To say that the Black Panther movie was successful would be an understatement. Aside from ruling the box office for several months and winning many prestigious awards, the film had the kind of once-in-a-generation impact that studios dream of. But success was not always assured, as John Kani, who played the role of Black Panther's father King T'Chaka, revealed to South African Morning news when paying tribute to Black Panther's lead actor Chadwick Boseman.
"It was an incredible presence of a young man who is incredibly tense, urgent, and absolutely focused. He knew most, more than us, that this was a moment of time, and it was Africa's time. He felt quite seriously with Ryan Coogler, 'Guys, we've got one chance to do an all-Black movie, in Hollywood, funded by Marvel, and to make it the biggest success we can. Because this opportunity might not come again.' He was that kind of actor."
It seems the late actor saw Black Panther as the kind of rare Hollywood opportunity that, if squandered, would shut the door on films for black superheroes for the next few years. But while Chadwick Boseman was conscious of the high stakes, he had a great deal of faith in the story they were telling through the film, as the movie's director Ryan Coogler recently revealed while writing about the late actor.
"When preparing for the film, he would ponder every decision, every choice, not just for how it would reflect on himself, but how those choices could reverberate. "They not ready for this, what we are doing..." "This is Star Wars, this is Lord of the Rings, but for us... and bigger!" He would say this to me while we were struggling to finish a dramatic scene, stretching into double overtime. Or while he was covered in body paint, doing his own stunts. Or crashing into frigid water, and foam landing pads. I would nod and smile, but I didn't believe him. I had no idea if the film would work. I wasn't sure I knew what I was doing. But I look back and realize that Chad knew something we all didn't. He was playing the long game. All while putting in the work. And work he did."
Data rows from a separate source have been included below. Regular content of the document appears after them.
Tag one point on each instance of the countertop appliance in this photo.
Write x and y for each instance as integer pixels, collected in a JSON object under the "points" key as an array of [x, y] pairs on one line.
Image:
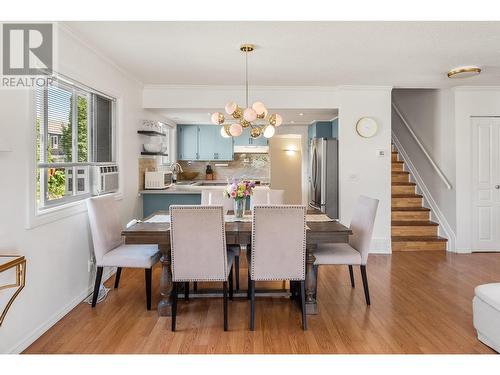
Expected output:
{"points": [[324, 176], [157, 180]]}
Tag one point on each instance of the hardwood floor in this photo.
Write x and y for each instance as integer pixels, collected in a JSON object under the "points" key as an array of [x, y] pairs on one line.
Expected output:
{"points": [[421, 303]]}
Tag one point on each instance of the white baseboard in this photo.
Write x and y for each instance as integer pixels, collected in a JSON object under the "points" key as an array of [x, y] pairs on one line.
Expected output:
{"points": [[380, 246], [441, 219], [39, 331]]}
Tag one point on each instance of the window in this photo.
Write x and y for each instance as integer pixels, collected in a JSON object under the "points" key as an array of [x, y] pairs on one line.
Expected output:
{"points": [[74, 127]]}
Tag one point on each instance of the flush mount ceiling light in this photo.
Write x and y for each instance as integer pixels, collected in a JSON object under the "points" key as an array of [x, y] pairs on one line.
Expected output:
{"points": [[464, 72], [256, 117]]}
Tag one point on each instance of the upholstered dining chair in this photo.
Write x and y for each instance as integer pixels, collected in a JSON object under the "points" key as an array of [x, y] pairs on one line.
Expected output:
{"points": [[198, 248], [264, 196], [109, 249], [278, 250], [356, 251], [211, 197]]}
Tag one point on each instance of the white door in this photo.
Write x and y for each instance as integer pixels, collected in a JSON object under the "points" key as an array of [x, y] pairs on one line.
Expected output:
{"points": [[486, 184]]}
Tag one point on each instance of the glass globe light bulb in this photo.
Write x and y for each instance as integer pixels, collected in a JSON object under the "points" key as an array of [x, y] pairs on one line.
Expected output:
{"points": [[230, 108], [235, 130], [223, 131]]}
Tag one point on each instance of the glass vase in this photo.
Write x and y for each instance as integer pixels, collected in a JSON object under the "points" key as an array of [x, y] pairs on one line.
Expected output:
{"points": [[239, 208]]}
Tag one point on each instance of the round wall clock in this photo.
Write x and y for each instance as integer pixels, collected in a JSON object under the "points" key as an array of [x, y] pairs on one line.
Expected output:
{"points": [[366, 127]]}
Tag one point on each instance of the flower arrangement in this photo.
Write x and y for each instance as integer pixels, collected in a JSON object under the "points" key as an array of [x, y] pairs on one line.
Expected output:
{"points": [[239, 189]]}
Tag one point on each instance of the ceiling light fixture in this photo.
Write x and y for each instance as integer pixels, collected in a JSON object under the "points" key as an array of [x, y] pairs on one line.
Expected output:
{"points": [[464, 72], [256, 117]]}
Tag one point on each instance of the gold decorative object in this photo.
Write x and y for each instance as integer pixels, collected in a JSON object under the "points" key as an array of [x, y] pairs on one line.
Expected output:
{"points": [[8, 262], [255, 116]]}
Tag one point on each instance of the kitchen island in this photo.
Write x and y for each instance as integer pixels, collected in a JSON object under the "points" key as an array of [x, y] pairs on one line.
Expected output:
{"points": [[184, 192]]}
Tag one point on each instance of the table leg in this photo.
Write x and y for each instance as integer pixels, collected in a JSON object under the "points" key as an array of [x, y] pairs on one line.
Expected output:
{"points": [[165, 304], [311, 282]]}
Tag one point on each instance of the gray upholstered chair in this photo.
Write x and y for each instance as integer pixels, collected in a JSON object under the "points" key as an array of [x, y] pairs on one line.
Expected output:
{"points": [[198, 247], [264, 196], [356, 251], [109, 249], [278, 249], [211, 197]]}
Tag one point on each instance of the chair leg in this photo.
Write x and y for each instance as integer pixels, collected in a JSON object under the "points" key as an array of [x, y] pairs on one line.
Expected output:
{"points": [[231, 284], [186, 291], [174, 305], [148, 276], [224, 286], [351, 275], [303, 304], [237, 272], [97, 286], [117, 276], [252, 305], [365, 284]]}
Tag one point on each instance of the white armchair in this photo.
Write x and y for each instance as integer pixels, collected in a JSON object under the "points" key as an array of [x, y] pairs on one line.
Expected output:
{"points": [[200, 257], [109, 248]]}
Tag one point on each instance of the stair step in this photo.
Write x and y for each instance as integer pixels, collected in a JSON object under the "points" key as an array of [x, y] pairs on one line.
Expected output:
{"points": [[406, 196], [416, 223], [406, 200], [418, 243]]}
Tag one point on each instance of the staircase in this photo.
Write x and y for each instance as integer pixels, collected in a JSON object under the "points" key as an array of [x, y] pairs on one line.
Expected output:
{"points": [[412, 229]]}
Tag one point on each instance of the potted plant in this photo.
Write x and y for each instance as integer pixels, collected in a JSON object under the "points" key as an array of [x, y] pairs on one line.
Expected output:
{"points": [[239, 191]]}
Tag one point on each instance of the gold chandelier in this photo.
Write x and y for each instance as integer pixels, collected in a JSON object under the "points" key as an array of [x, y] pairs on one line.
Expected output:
{"points": [[256, 117]]}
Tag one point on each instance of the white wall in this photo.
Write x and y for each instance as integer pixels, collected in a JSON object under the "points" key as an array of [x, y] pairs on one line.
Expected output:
{"points": [[469, 101], [362, 172], [430, 114], [301, 130], [57, 253]]}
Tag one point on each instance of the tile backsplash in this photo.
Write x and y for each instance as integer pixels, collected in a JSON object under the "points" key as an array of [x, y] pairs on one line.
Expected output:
{"points": [[253, 166]]}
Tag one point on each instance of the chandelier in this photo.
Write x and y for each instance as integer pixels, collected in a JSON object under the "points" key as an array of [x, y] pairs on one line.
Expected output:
{"points": [[256, 117]]}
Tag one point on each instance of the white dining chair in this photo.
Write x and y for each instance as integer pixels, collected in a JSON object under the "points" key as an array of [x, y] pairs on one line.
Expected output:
{"points": [[264, 196], [211, 197], [198, 248], [109, 249], [278, 250], [356, 251]]}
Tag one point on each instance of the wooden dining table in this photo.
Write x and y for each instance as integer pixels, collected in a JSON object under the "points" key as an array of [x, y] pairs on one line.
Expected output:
{"points": [[237, 233]]}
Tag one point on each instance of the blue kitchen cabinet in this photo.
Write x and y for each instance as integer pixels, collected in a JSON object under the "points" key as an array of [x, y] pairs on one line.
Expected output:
{"points": [[203, 142], [187, 142]]}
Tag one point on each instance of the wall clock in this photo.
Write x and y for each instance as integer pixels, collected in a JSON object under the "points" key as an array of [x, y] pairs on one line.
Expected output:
{"points": [[366, 127]]}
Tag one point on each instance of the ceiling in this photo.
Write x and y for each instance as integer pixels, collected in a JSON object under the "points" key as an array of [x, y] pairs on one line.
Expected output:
{"points": [[400, 54], [290, 116]]}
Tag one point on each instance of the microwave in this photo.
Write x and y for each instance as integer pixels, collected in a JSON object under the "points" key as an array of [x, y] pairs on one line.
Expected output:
{"points": [[157, 180]]}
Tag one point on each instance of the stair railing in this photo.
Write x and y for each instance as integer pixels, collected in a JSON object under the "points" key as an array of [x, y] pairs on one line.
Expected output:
{"points": [[419, 143]]}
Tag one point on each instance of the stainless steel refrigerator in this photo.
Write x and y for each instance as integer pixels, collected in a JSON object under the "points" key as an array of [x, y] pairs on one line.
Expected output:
{"points": [[324, 176]]}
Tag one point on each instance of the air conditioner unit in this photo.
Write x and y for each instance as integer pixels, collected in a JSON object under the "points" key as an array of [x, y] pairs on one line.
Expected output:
{"points": [[104, 179]]}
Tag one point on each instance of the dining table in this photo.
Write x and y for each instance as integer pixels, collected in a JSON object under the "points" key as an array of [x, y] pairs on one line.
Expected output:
{"points": [[155, 229]]}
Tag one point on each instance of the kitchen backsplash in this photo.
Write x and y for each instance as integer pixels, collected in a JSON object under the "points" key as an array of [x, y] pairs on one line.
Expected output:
{"points": [[254, 166]]}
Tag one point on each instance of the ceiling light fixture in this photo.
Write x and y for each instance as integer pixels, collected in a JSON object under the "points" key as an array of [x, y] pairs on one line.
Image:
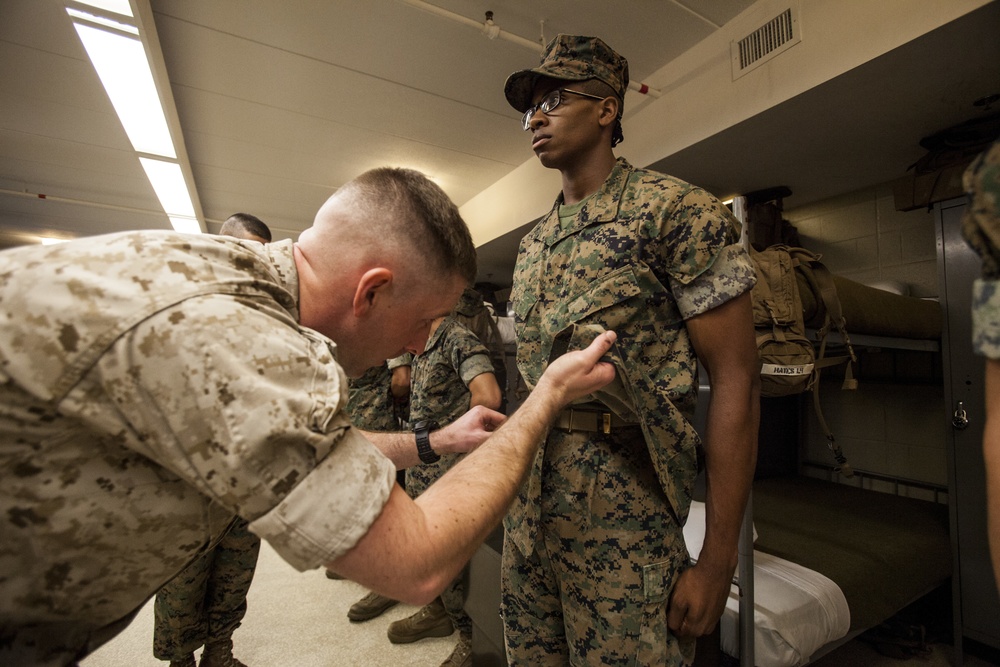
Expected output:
{"points": [[117, 49]]}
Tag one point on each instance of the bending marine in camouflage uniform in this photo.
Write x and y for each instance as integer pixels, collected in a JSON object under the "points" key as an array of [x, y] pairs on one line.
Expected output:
{"points": [[595, 570], [453, 374], [981, 228], [135, 420], [204, 604], [375, 403]]}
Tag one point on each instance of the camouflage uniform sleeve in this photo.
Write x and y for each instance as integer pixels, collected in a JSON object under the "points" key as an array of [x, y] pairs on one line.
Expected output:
{"points": [[402, 360], [708, 266], [261, 429], [470, 358], [981, 229]]}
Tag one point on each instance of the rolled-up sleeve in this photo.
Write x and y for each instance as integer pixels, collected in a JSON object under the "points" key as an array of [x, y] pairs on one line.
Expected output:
{"points": [[326, 514]]}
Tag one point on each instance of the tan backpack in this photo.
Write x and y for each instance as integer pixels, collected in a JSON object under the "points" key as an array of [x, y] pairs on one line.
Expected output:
{"points": [[790, 363]]}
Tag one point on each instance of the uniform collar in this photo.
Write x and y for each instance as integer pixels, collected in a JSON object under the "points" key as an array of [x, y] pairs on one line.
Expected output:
{"points": [[283, 262], [602, 206]]}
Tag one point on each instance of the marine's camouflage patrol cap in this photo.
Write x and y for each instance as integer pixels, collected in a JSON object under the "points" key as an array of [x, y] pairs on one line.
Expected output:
{"points": [[470, 303], [570, 58]]}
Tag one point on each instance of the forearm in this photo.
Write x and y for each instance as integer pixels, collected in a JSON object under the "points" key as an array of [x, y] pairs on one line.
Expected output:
{"points": [[440, 531], [400, 448], [731, 453]]}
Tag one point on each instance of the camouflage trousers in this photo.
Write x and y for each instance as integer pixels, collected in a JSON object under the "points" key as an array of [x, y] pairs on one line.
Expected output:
{"points": [[207, 600], [418, 478], [607, 552]]}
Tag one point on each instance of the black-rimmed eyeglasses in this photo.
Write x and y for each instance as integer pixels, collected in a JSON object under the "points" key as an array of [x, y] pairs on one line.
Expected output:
{"points": [[550, 102]]}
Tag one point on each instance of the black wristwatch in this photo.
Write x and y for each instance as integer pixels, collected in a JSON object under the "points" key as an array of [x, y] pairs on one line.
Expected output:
{"points": [[422, 430]]}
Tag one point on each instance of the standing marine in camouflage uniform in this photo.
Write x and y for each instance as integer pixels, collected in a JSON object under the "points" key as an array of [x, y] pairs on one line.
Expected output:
{"points": [[136, 419], [981, 228], [451, 375], [204, 604], [595, 570]]}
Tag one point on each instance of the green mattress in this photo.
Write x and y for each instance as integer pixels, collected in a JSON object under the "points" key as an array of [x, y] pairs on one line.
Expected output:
{"points": [[883, 551]]}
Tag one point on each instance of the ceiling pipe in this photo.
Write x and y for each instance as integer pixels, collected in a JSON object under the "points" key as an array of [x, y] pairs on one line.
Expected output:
{"points": [[492, 31]]}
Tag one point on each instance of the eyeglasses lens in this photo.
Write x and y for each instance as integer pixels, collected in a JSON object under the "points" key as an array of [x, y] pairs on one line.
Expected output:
{"points": [[548, 103]]}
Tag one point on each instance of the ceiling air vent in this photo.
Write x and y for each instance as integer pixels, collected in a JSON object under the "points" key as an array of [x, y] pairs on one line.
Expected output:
{"points": [[777, 35]]}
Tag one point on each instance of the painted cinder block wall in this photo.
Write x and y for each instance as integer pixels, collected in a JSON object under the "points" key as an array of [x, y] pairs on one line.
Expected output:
{"points": [[895, 427]]}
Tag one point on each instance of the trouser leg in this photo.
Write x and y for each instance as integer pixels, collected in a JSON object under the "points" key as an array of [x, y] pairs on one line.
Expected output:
{"points": [[178, 612], [230, 578], [607, 554]]}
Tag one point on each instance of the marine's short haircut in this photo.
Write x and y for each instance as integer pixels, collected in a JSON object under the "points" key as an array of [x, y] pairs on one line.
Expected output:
{"points": [[422, 212], [244, 222]]}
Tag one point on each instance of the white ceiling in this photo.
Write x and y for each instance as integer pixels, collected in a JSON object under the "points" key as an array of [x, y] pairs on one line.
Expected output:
{"points": [[280, 103]]}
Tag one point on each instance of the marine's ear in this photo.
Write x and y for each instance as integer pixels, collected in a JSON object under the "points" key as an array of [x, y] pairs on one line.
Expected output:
{"points": [[373, 288]]}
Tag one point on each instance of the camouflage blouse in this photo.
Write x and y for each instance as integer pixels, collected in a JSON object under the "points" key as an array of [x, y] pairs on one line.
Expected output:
{"points": [[153, 384], [981, 229], [645, 253]]}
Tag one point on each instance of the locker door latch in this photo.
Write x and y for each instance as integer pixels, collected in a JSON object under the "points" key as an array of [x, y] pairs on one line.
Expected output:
{"points": [[959, 419]]}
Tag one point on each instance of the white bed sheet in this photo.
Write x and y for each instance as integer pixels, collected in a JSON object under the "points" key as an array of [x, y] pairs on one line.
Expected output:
{"points": [[796, 610]]}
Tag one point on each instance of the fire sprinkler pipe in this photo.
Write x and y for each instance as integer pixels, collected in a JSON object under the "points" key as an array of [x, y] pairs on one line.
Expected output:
{"points": [[493, 31]]}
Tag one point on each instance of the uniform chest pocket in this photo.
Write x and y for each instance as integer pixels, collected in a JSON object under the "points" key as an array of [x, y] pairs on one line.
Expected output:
{"points": [[597, 303]]}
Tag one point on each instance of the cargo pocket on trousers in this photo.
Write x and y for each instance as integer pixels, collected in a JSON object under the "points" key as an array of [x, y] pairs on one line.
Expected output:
{"points": [[657, 646]]}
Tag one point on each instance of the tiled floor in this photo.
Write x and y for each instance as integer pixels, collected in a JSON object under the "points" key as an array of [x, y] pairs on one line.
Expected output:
{"points": [[300, 620]]}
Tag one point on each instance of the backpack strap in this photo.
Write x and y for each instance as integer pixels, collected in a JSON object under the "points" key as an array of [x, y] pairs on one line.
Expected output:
{"points": [[827, 292]]}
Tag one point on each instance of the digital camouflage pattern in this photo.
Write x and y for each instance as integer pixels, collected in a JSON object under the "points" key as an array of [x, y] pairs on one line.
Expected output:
{"points": [[369, 399], [452, 358], [208, 599], [981, 229], [152, 384], [570, 58], [644, 253]]}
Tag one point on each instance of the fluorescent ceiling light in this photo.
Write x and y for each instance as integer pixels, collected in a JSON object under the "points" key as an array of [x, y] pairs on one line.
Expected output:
{"points": [[102, 20], [117, 6], [168, 183], [185, 225], [121, 64]]}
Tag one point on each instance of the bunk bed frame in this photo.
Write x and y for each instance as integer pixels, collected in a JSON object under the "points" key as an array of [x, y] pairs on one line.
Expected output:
{"points": [[906, 526]]}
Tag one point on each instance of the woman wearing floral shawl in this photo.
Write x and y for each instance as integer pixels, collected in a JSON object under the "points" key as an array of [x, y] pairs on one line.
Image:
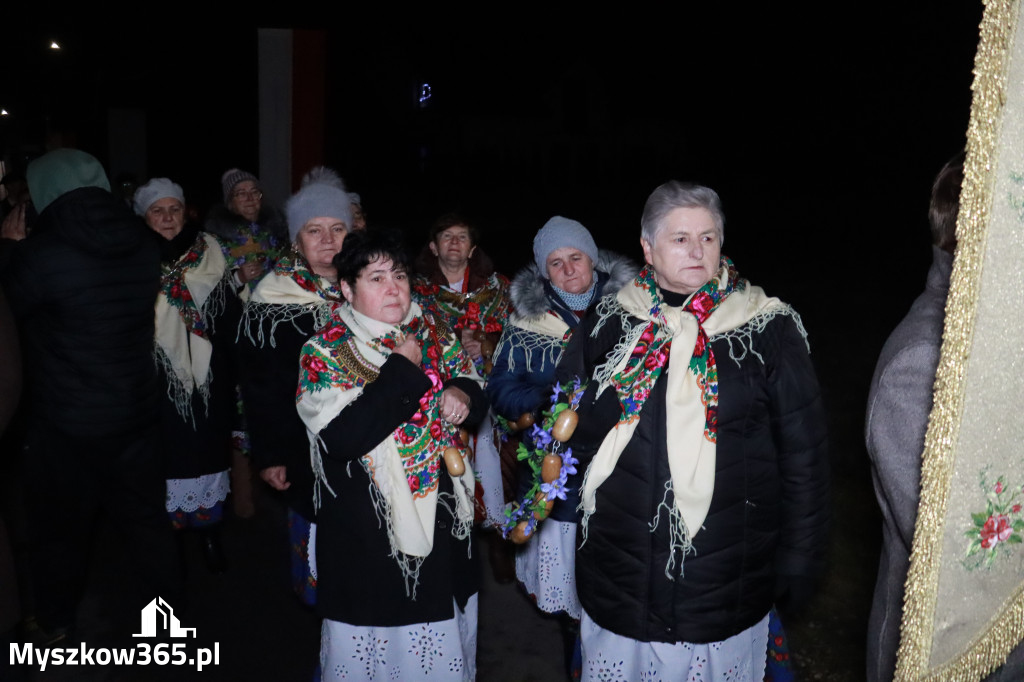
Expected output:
{"points": [[197, 314], [289, 305], [383, 391], [701, 434]]}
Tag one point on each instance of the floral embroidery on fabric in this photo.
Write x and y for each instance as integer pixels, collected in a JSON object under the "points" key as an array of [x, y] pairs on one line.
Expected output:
{"points": [[426, 644], [172, 286], [485, 309], [335, 361], [634, 382], [996, 528], [251, 244]]}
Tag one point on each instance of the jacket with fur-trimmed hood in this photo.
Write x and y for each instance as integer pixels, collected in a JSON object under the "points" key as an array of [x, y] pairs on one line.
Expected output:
{"points": [[525, 357]]}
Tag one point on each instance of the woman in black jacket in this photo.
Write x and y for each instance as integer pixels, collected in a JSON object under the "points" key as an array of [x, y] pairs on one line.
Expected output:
{"points": [[197, 318], [705, 497], [289, 305], [383, 391]]}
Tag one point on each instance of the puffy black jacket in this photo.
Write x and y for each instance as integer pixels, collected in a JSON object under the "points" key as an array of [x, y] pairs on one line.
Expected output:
{"points": [[82, 287], [768, 517]]}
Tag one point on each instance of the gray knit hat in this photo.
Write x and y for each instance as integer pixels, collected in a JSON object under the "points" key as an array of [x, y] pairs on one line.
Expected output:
{"points": [[322, 195], [559, 232], [231, 177], [154, 190]]}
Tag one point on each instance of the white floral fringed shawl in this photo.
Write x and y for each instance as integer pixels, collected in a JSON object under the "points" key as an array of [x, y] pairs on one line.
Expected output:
{"points": [[406, 467], [190, 298], [654, 335], [289, 292]]}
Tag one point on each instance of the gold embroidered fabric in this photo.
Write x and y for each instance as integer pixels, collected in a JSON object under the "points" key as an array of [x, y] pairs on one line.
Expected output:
{"points": [[964, 609]]}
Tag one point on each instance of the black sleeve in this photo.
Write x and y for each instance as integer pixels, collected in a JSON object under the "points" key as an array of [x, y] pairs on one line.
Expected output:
{"points": [[799, 431], [477, 400], [268, 377], [386, 402]]}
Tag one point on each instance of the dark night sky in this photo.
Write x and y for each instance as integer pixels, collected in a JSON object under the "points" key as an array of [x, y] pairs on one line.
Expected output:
{"points": [[821, 128]]}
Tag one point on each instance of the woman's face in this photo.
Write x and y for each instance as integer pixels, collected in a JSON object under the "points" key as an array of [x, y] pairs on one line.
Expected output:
{"points": [[358, 218], [454, 247], [570, 269], [380, 292], [318, 242], [686, 251], [166, 216], [246, 200]]}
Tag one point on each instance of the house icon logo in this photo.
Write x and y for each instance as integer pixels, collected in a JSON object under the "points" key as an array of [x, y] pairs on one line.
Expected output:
{"points": [[158, 616]]}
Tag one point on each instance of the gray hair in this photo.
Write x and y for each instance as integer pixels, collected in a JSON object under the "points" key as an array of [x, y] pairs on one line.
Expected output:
{"points": [[675, 195]]}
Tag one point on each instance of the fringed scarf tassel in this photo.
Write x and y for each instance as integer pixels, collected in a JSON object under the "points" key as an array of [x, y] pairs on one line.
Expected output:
{"points": [[409, 565], [180, 393], [679, 535]]}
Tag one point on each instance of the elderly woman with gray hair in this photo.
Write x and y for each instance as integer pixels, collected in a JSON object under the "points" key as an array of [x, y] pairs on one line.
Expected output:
{"points": [[197, 316], [289, 305], [701, 436]]}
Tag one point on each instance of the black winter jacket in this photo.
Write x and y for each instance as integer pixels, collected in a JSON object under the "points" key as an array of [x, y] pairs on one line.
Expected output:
{"points": [[82, 288], [268, 368], [202, 444], [768, 517], [358, 581]]}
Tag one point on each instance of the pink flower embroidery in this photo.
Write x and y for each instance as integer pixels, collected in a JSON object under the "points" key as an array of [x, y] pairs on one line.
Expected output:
{"points": [[996, 529]]}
Through all the doubts and obstacles, Boseman, Coogler, and the rest of the movie's cast and crew kept their eyes on the goal, and succeeded in making a film for the history books, and adding a new dimension to the world of superheroes that extended beyond the shores of America, and which encompassed a group of people who had found little representation in the MCU until that point.
Coogler has already started work on Black Panther 2, and it was rumored, ever since Avnegers: Endgame made mention of underground earthquakes, that the Black Panther sequel will introduce Namor the Sub-Mariner into the MCU. How the franchise moves forward now that the lead actor has passed away remains to be seen.